Here we see how human value is tied directly to the ability to provide to society and to provide for themselves and we also see how that is tied to the ability of society to employ.
Now I ask you, will the AI crisis (and how it relates to human value) be solved with a CEO at a board meeting showing that humans have intrinsic value?
Or will it be solved with the one sided truth that us workers possess and only we can espouse? This truth being that our value as humans can only come from our self-realization within and as-part of society.
Can that CEO be sincere about how society works or must he adopt a convenient POV?
Capitalist ideology cannot conceive of society as an interconnected whole. A capitalist frame of thinking cannot be sincere, since its actions are in opposition to the interests of the majority. And I am not saying that the production of goods is in opposition, I am referring to HOW the goods are produced is in opposition.
People will only use AI for the things they must already be insincere for, such as work-related communication, because truth is already relinquished in those environments. Work is just money making (usually for someone else) with some niceties sprinkled around and individualism to seal it all up. Faking sincerity is hard and being sincere gets you fired.
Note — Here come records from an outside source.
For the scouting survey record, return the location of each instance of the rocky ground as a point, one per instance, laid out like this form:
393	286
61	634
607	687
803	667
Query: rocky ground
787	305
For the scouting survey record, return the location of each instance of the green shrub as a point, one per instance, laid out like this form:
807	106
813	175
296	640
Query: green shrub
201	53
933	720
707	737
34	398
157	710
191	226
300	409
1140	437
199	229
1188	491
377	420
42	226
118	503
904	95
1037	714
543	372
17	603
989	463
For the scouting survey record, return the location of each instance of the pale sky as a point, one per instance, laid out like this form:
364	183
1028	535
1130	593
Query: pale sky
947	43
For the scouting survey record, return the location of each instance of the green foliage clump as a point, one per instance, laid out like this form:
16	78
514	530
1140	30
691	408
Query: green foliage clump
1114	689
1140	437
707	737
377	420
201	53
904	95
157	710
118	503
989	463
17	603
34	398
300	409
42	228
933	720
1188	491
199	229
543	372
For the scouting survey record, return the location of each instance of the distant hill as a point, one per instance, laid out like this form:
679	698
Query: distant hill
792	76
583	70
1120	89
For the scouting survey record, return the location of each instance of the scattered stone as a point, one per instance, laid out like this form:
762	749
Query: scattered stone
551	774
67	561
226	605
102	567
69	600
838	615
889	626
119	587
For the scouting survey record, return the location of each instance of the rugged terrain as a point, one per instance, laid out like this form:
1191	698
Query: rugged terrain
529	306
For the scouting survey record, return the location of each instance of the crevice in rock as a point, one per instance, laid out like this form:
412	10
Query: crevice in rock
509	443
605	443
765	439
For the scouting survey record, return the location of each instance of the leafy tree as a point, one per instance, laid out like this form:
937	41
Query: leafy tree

Is the problem our recognition of human value or for-profit production as a whole?
Is the problem AI or how hard we have to bullshit each other to get by?
Cue that "I, Robot" meme about if a machine can make a symphony. Maybe AI is making it even easier, but intentless form is already everywhere without AI, if you look. Ever seen an Uwe Boll film?
I mean, this is just begging the question. Many people disagree with this and disagree with the notion that humans are innately valuable. The blog post just seems like a lot of copium from somebody who really hopes he’s right.
Citing Genesis and an Encyclical might strengthen one’s argument for a particular demographic, but for many it will simply be unconvincing.
Like citation sources, no doubt some humans are valuable but whether they are or not is often relative.
For what, and to whom?
This is a very anthropo-centric and hubristic view, in my opinion.
I dont think a human life inherently has any more value than anything else that possesses phenomenal consciousness
This of course makes me somewhat of a hypocrite as I eat meat, but you make some tradeoffs in moral resolve in the name of pragmatism and economy.